The Morning After Girls are the kind of drunken pick-up you try your best to avoid in your more sober moments: sullen, sulky, dejected. They are the look of apathy, reflected in the despondent rattle of a tambourine. The guitarist felt harmonies should be falsetto 95 per cent of the time, and sung his own guitar parts. With no hint of humour, they clearly felt what they were doing on stage was more important than our pathetic attempts to have a good time. Alas, we were not there to be looked down upon. We were there to be plastered into walls of noise. They were unremarkable, and not likely to be fondly remembered.
My Bloody Valentine's arsenal wasn't delivered in a salvo of rapid-fire blows, though. Instead the euphoric whale song of I Only Said slipped us all something very welcoming, while the kaleidoscopic thrum flailed into the pitch-bent synth trigger of When You Sleep. If disappointment can be discussed within the confines of a My Bloody Valentine review, it had better be early on. The only song from recent surprise album m b v was the sedate, tentative mumbling of New You, but that was the only pit stop. It was, and always has been, difficult reconciling this malevolent, urgent music combusting and surging with the calm, almost lethargic delivery. Perhaps the energy pulsing through their scintillating tones came direct from MBV's souls, leaving them temporary, willing husks.

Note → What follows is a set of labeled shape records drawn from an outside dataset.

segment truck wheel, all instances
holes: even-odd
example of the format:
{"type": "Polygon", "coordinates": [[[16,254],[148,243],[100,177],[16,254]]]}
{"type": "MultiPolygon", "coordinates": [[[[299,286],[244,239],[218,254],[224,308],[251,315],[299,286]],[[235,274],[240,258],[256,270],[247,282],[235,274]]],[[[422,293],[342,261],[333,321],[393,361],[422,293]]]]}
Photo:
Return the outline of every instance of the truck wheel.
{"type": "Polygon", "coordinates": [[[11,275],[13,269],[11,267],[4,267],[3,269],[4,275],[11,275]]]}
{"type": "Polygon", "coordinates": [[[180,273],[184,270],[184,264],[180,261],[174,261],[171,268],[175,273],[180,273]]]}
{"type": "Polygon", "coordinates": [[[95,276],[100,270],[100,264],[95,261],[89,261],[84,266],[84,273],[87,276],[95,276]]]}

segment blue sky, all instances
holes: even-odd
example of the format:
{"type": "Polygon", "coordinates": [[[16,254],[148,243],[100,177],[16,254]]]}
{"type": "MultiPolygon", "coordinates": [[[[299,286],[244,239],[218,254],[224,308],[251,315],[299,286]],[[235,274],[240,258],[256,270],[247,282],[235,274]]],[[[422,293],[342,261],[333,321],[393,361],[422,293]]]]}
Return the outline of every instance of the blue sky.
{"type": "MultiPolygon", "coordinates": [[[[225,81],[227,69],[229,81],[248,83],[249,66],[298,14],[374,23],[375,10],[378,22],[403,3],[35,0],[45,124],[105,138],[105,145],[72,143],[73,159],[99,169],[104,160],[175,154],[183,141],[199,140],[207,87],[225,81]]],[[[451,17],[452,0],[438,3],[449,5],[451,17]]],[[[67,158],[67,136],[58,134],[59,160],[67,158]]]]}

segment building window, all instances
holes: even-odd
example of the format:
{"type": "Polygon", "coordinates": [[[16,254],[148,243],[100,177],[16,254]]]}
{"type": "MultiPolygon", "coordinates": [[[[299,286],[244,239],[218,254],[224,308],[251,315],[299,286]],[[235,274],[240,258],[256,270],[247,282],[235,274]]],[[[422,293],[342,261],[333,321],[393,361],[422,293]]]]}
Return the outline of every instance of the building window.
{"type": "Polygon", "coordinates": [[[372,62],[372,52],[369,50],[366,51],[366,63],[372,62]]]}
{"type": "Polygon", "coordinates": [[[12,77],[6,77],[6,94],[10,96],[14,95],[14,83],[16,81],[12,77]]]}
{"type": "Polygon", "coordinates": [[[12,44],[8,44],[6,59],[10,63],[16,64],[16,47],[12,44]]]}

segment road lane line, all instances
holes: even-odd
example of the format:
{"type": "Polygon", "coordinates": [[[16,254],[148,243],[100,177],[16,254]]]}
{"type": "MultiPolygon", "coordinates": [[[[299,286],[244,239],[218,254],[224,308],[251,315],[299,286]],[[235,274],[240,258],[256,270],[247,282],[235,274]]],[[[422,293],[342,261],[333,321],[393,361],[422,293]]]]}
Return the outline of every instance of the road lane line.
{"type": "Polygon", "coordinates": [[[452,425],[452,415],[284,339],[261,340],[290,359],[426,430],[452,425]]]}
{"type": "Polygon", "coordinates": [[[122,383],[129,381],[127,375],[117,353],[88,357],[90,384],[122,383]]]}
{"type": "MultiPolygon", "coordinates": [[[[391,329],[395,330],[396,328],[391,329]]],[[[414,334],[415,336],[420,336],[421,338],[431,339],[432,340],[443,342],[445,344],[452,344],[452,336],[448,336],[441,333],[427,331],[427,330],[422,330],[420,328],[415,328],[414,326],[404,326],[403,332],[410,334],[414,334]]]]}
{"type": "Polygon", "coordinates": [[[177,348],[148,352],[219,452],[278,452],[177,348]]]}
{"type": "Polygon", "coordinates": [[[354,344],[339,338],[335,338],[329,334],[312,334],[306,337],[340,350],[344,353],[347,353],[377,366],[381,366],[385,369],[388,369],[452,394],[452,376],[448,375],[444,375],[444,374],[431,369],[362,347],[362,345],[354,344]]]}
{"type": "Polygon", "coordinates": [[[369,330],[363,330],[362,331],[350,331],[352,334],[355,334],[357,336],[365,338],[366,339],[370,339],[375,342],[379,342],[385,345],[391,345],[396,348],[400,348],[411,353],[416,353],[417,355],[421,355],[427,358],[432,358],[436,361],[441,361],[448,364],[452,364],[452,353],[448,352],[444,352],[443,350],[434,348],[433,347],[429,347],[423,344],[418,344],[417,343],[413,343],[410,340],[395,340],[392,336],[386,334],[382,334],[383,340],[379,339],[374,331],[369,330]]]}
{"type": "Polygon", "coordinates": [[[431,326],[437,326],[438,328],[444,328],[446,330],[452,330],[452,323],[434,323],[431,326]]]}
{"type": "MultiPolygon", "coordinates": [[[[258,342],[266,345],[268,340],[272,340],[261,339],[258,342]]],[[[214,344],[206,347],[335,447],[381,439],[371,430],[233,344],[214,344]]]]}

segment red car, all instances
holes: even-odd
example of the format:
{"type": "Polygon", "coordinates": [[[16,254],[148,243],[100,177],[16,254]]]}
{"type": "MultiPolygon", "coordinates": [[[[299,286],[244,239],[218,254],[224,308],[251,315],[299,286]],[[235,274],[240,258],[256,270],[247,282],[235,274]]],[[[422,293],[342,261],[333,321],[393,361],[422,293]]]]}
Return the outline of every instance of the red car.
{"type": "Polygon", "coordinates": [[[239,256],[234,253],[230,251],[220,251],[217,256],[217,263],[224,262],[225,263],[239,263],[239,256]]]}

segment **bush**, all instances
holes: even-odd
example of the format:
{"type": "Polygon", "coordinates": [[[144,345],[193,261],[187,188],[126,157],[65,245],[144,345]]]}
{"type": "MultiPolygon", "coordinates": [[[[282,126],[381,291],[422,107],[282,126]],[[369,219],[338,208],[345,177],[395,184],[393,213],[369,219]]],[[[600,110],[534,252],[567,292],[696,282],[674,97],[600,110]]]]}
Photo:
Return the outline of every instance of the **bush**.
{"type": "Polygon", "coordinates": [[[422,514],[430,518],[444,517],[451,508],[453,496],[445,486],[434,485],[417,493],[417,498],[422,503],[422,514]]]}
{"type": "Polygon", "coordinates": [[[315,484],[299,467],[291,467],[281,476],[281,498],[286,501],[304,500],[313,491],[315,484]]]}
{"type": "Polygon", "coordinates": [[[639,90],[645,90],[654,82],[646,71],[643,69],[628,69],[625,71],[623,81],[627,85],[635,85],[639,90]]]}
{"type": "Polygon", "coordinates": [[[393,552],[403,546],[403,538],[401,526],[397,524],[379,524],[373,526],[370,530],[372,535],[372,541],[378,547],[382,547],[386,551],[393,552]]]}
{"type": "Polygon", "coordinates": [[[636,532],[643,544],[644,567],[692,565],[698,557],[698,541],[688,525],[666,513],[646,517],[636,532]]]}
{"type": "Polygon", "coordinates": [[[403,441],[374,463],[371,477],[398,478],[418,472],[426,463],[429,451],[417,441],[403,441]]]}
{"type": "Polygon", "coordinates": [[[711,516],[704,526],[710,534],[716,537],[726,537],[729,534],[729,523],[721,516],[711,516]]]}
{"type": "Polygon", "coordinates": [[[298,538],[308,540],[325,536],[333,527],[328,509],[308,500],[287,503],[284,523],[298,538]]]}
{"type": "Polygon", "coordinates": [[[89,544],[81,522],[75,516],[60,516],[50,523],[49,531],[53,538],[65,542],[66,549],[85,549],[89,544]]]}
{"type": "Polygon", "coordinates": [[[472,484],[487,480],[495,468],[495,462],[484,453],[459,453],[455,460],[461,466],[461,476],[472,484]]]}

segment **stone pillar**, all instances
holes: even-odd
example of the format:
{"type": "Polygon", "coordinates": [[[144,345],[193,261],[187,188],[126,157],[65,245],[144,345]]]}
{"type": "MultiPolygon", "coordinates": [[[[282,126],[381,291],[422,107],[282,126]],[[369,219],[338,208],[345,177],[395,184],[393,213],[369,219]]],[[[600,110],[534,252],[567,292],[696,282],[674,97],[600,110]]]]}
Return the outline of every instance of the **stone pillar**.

The contrast is grand – the billowing dream shroud, within the snug comfort of free foam earplugs, splintered asunder by Kevin Shields' magma guitar work. A wailing siren, a shattering column of glass, the Chelyabinsk meteor screaming over head; working out how these obliterating sounds fit in, around, or over the shimmering, simmering or shimmying rhythms is futile. On ferocious earlier songs like Nothing Much To Lose, Feed Me With Your Kiss, and perennial set closer You Made Me Realise, volume tangled with a quicker, more vital pace. The vim and vociferousness of the pre-Loveless era took up a third of the set, and gave context to the brewing maelstrom about to occur; there's a reason these blissed-out slouches insist on kneading eardrums – it's to prepare you for submission. To put it in stark relief for the uninitiated, the notorious noise apocalypse thundered out of You Made Me Realise's breakdown. Fifteen minutes of our time was filled with jet engine turbulence set to waves of white noise and it was, typically, glorious. Some walked out, some covered their ears hoping to block the sound out entirely, while others gyrated, pogoed and nodded, smiling. There's isn't much sexier than ecstatic people reacting unexpectedly to overwhelming volume. Which is why My Bloody Valentine continue fucking with sound after almost 30 years and we continue to listen, dance, worship.